Memories of Swelk occupied his walk to the Metro station and the subway ride itself, reminiscences intermingled with hopes for a new beginning. In a West Wing waiting room, he tried to focus on the latter.

"Sorry, I'm running late. Crisis du jour." Britt had appeared in the doorway. "Much simpler than crises we've handled. Come in. Can I get you something?"

"Water, thanks."

"Carl, two Perriers." Once the earnest intern nodded acknowledgment, Britt led the way to his office. "How's my favorite diplomat?"

"Fine." He took a chilled bottle. "Busy." A workaholic, not that I'm entitled to criticize.

Britt draped his suit coat over a chair. "It's ominous when you get terse and tongue-tied on me. What now?"

"Good news, actually." Kyle took a photo from his shirt pocket. "Matt's team repaired a recovered Krulchukor computer. Unlike Swelk's, it wasn't filled with movies and a translation program." They'd have been out of luck, though, without Swelk's computer to translate for it. 

Britt raised an eyebrow. "After all these years, they fixed it. Interesting."

Admit nothing. "Good things come to he who waits."

"We'll let that lie. What's on your always active mind?"

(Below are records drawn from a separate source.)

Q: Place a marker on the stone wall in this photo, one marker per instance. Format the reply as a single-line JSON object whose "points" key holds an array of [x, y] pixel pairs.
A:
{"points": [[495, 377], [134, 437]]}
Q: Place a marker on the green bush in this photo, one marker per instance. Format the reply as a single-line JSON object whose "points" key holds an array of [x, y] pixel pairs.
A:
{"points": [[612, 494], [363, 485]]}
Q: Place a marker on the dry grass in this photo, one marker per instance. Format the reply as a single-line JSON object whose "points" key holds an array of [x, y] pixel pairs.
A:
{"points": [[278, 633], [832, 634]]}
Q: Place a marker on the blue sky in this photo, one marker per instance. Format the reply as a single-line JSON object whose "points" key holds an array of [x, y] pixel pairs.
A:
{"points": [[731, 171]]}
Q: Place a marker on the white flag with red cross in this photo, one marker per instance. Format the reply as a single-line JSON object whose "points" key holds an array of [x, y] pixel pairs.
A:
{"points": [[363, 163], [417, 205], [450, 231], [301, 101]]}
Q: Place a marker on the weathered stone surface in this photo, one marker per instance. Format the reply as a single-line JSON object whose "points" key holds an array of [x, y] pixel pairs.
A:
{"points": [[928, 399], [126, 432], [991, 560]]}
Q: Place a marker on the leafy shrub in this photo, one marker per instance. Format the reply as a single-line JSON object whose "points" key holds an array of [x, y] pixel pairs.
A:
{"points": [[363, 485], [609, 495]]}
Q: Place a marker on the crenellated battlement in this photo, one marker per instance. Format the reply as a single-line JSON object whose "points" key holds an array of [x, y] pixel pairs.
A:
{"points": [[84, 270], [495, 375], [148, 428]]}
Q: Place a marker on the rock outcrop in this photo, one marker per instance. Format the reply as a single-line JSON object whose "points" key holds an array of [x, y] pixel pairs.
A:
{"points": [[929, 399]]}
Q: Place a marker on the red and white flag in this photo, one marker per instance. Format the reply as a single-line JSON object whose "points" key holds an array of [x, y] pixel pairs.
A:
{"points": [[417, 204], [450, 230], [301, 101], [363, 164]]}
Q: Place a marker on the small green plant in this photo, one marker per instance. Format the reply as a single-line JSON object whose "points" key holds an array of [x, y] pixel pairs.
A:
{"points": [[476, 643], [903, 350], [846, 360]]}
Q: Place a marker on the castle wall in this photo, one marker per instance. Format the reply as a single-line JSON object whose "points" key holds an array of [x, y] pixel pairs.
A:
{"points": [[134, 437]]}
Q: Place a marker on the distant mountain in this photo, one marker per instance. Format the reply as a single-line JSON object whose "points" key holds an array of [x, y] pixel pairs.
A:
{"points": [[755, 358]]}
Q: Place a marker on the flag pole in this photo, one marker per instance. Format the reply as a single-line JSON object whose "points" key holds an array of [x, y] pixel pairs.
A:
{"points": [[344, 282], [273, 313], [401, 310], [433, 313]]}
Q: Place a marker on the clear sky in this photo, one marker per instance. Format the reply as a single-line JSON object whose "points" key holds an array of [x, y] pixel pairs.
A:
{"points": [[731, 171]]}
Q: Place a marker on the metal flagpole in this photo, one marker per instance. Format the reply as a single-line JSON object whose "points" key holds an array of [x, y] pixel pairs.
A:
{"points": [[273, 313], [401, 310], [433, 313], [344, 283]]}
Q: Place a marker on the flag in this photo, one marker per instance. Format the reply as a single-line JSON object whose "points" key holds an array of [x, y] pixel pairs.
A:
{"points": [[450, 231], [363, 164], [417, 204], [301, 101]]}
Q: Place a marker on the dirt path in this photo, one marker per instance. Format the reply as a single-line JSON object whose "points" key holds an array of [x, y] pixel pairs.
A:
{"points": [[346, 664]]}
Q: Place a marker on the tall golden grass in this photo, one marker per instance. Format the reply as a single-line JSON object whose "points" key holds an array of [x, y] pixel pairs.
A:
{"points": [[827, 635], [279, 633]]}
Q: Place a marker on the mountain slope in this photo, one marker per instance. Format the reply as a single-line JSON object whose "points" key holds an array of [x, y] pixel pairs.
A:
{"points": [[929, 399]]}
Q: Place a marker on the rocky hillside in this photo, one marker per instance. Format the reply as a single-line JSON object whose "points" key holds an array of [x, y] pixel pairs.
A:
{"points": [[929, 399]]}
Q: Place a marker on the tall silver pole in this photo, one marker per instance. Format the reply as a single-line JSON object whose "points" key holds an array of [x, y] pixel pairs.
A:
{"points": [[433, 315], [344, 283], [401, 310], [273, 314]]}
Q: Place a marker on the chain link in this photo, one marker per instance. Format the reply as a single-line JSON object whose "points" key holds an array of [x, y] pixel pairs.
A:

Had there been an emphasis on "lie"? "It was a crewman's computer. The maintenance files should be very helpful in recreating Krulchukor technology. Case in point." Kyle explained the mother-ship illusion. "It's nice to know why the mother ship was off in lunar orbit."

An intercom buzzed. "Your next appointment is here, sir."

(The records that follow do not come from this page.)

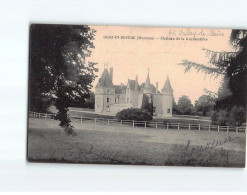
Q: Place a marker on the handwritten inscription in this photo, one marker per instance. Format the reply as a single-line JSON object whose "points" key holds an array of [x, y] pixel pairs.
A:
{"points": [[190, 150]]}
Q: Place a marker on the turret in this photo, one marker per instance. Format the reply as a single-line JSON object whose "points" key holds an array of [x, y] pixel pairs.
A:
{"points": [[136, 83], [167, 98], [147, 86]]}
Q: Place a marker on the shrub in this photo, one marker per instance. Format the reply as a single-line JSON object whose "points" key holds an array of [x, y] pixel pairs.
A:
{"points": [[134, 114], [235, 116]]}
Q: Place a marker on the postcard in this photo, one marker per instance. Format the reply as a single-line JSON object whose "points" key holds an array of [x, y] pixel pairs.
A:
{"points": [[131, 95]]}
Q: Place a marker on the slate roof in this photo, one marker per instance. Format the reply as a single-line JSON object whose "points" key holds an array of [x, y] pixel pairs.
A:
{"points": [[105, 80], [167, 85], [153, 88]]}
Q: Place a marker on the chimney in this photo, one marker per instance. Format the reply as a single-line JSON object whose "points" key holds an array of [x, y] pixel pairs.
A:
{"points": [[111, 73], [156, 87]]}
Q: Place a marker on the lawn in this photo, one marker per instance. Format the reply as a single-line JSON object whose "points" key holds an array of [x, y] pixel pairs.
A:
{"points": [[47, 142]]}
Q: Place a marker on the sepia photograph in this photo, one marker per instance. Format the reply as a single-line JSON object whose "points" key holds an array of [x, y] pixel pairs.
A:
{"points": [[132, 95]]}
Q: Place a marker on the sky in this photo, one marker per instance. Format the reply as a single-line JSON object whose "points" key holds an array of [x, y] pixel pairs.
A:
{"points": [[130, 51]]}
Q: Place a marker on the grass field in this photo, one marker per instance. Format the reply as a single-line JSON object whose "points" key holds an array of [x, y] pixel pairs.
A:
{"points": [[47, 142]]}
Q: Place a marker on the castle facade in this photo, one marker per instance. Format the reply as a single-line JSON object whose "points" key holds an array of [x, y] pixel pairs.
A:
{"points": [[114, 98]]}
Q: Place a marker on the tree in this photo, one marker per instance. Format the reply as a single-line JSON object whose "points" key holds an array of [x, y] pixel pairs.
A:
{"points": [[59, 73], [232, 66], [204, 104], [184, 105]]}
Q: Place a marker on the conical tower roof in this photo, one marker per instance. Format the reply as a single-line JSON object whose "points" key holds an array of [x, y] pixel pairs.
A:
{"points": [[105, 79], [167, 85]]}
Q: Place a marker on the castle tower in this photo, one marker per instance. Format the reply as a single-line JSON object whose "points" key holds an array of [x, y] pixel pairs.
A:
{"points": [[104, 92], [167, 98], [136, 83], [147, 86]]}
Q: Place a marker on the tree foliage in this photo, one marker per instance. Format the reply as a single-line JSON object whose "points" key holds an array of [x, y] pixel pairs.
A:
{"points": [[184, 105], [204, 104], [134, 114], [59, 73]]}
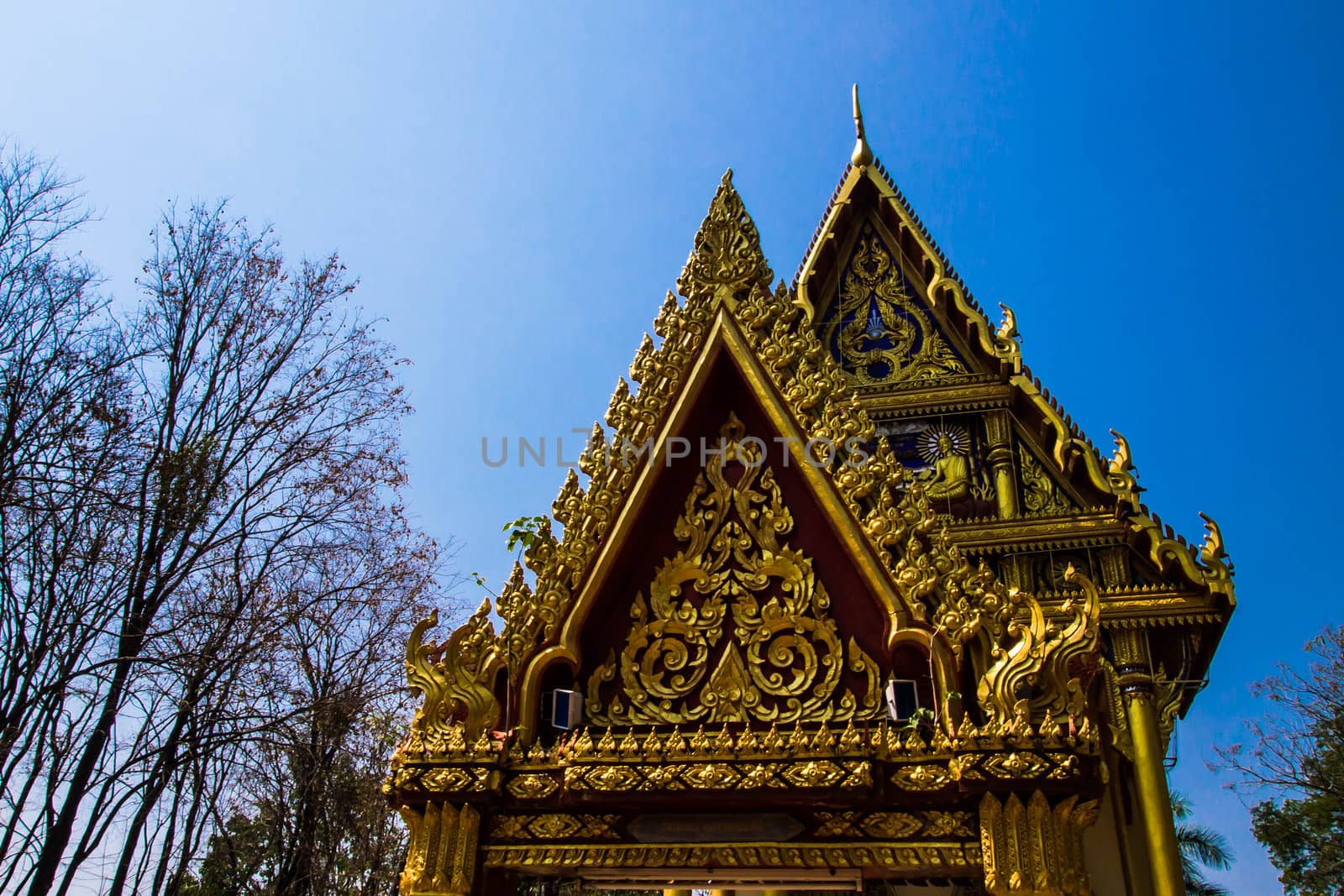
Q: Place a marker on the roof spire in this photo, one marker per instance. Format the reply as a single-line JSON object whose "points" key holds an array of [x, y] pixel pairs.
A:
{"points": [[862, 152]]}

Britt picked up the photo. "For someone bearing good news, you don't seem happy."

Nothing would be gained by citing the maddeningly vague reference in a recovered file to Clean Slate. Nor would reasserting his unshaken conviction of dangers lurking on the moon accomplish anything. Every suggestion over the years of a lunar program had been rebuffed. Krulirim were patient. They had to be—interstellar voyages lasted years.

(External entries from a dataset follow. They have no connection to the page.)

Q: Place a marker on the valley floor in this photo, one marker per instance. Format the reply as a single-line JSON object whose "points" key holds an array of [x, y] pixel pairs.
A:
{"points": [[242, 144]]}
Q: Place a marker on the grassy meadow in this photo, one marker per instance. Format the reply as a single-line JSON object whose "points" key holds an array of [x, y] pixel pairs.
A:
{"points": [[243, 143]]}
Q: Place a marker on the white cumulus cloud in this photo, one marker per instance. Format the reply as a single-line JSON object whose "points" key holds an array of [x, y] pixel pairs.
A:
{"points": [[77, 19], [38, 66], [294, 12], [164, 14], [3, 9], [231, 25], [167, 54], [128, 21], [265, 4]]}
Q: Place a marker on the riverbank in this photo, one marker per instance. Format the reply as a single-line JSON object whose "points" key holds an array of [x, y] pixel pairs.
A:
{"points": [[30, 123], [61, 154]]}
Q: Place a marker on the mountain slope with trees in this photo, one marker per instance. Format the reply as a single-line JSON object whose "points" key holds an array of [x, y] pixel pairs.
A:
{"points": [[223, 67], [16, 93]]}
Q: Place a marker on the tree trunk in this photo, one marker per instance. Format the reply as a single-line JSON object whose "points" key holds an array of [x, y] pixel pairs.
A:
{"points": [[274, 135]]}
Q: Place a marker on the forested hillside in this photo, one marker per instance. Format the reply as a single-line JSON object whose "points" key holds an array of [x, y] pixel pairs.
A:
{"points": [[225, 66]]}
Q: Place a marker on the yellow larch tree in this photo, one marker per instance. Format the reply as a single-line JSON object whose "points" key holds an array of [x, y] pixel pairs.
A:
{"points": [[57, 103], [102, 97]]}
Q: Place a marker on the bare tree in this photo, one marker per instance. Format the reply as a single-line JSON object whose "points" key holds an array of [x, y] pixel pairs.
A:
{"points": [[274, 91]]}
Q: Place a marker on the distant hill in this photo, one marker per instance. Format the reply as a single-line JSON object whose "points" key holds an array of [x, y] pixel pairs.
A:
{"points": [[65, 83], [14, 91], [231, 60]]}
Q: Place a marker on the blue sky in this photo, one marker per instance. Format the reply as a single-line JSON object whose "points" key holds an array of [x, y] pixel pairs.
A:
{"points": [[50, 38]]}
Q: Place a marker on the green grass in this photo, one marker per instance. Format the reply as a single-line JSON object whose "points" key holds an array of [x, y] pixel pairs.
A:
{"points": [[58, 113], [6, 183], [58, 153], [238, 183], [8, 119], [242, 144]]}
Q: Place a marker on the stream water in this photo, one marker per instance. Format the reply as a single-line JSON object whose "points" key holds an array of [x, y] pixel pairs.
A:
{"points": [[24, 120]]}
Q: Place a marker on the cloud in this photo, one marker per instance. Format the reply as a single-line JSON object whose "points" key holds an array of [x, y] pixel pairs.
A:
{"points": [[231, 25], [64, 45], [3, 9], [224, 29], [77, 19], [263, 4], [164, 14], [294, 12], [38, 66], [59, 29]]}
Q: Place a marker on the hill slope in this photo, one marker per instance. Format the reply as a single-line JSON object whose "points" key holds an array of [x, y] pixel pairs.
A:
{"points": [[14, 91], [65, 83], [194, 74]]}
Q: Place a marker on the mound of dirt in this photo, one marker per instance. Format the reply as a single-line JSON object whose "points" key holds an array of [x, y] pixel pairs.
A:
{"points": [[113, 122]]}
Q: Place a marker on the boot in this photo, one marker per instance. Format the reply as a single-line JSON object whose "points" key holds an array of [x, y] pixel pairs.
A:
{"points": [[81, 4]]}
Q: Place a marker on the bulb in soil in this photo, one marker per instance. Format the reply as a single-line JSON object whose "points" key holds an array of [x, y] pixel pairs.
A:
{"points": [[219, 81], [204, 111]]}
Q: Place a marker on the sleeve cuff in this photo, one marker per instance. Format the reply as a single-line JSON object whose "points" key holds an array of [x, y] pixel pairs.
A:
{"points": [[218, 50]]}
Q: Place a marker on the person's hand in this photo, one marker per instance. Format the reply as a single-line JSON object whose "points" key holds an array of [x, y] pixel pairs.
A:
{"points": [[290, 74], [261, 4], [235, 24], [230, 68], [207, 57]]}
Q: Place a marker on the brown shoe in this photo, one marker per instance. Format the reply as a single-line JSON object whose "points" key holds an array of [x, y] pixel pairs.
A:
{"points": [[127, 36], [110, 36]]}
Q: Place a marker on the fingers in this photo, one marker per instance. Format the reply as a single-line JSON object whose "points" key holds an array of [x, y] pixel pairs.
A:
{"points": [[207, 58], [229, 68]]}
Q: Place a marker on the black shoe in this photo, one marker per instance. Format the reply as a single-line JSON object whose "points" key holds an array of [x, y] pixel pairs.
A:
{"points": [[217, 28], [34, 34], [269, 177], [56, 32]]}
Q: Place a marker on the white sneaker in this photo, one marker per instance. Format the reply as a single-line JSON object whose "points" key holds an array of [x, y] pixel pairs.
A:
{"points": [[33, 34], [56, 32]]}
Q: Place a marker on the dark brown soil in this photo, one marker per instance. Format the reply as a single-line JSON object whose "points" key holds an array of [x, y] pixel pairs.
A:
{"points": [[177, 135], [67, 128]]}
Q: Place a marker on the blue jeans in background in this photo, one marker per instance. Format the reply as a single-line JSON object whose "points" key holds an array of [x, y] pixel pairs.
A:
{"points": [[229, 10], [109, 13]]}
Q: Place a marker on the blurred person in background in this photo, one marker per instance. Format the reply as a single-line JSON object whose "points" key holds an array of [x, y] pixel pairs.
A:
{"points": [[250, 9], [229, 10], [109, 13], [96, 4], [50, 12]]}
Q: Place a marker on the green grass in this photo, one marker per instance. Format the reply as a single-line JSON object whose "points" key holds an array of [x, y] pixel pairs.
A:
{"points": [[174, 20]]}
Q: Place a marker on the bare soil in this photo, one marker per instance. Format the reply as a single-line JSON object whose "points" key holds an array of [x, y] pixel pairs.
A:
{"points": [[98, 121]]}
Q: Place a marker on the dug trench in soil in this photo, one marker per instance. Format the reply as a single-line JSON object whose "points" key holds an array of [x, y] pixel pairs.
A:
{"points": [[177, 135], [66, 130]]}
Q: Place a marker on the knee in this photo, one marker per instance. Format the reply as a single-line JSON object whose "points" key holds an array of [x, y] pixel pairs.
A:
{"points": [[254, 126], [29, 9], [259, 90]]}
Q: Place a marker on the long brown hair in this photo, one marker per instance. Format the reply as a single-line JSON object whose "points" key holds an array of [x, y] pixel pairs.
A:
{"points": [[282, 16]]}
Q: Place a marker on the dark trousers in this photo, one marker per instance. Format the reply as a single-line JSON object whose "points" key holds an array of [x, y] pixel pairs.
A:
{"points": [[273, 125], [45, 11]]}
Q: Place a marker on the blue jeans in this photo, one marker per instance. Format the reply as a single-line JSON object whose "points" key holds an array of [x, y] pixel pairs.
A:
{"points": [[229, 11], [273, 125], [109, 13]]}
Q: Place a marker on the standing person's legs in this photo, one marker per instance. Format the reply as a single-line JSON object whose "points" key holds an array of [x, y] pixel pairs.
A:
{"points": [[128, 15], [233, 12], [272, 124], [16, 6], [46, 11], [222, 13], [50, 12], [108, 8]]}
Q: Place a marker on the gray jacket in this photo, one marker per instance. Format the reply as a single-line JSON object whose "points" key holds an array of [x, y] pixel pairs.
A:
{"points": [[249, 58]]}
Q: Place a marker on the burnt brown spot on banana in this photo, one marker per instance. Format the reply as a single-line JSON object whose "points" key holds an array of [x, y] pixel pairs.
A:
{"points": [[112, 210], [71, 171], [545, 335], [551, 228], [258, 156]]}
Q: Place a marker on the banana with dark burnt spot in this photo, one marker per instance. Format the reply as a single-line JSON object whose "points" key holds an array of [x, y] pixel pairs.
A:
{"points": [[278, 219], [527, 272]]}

Why was he the only one who believed Grelben's plans could be years in preparation?  

None of this prevented Kyle from doing his damnedest to be prepared. "Dar predicts the President will give the computer, too, to the UN. Our favorite diplomat implies I'm bitter."

Britt clasped his hands, fingers interlaced. "If, as I think likely, she's right, then what? Can I lure you into the District more often?"

"No, but with a good excuse." They had arrived, at last, at the reason for his visit. "I'd like to accept the President's offer of a job referral."